A exploração tinha estado suspensa desde 2013 e foi retomada em 2025 pela Miner Blanc. O reinício da atividade estava sujeito a vários condicionamentos, incluindo a rega dos caminhos de terra, a utilização de apenas uma britadeira e o recurso pontual a explosivos apenas mediante autorização prévia. Segundo o tribunal, esses pressupostos não foram cumpridos, não sendo possível compatibilizar os direitos ao descanso dos moradores com o direito da empresa à iniciativa privada.
O tribunal considerou que a atividade da pedreira violou gravemente os direitos de personalidade dos moradores, concretamente os direitos à saúde, ao repouso e a um ambiente de vida humano, sadio e ecologicamente equilibrado. A decisão condenou também a empresa a pagar 2.000 euros por cada dia de incumprimento. O tribunal deu ainda como provado que as vibrações e movimentações de terras podem danificar uma conduta essencial ao abastecimento de água no sotavento algarvio.

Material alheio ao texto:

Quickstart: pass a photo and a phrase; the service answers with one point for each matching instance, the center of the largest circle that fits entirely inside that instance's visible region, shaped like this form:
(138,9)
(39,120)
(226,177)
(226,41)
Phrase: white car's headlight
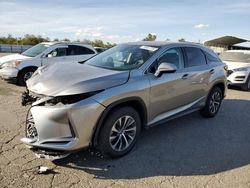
(242,69)
(11,64)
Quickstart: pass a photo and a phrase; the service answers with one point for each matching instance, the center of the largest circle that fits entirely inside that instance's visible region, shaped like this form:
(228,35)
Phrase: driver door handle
(185,76)
(211,71)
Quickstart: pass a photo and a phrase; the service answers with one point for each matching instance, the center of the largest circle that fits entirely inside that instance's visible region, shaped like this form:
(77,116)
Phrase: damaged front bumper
(59,129)
(8,73)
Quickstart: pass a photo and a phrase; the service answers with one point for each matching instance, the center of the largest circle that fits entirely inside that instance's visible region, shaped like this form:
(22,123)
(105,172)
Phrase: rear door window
(79,50)
(194,57)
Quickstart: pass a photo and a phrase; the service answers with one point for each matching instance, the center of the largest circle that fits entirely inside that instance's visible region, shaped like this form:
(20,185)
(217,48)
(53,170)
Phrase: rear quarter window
(211,58)
(194,57)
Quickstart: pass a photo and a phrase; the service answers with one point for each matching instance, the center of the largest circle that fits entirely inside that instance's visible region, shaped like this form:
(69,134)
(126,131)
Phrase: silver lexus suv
(108,100)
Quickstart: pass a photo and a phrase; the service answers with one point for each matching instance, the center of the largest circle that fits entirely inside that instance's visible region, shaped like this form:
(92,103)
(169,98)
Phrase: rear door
(170,91)
(198,73)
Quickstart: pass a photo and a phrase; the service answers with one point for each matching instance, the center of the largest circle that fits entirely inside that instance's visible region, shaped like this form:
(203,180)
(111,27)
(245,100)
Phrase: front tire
(120,132)
(24,75)
(213,103)
(246,86)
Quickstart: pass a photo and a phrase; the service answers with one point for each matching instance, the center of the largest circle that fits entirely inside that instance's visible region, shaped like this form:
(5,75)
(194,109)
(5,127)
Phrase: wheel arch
(134,102)
(222,86)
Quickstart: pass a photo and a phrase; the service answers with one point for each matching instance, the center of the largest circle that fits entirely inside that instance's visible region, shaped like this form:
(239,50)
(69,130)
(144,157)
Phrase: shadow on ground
(190,145)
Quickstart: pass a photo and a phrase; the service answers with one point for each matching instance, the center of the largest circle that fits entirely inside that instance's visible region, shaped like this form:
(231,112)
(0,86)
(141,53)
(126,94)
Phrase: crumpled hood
(12,57)
(235,65)
(74,78)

Entre os moradores afetados estava José Macário Correia, antigo presidente das câmaras de Tavira e Faro, que acolheu a decisão com satisfação. Segundo Macário Correia, 25 famílias viviam com pânico diário devido ao ruído e poeiras, sendo obrigadas a ter as janelas fechadas e convivendo com níveis elevados de poeira nas casas, árvores e exterior. O residente criticou ainda a postura da empresa, classificando-a como "profundamente agressiva" e sem qualquer respeito pelos tribunais e pelas pessoas que viviam na zona. A empresa não foi contactada para reaction.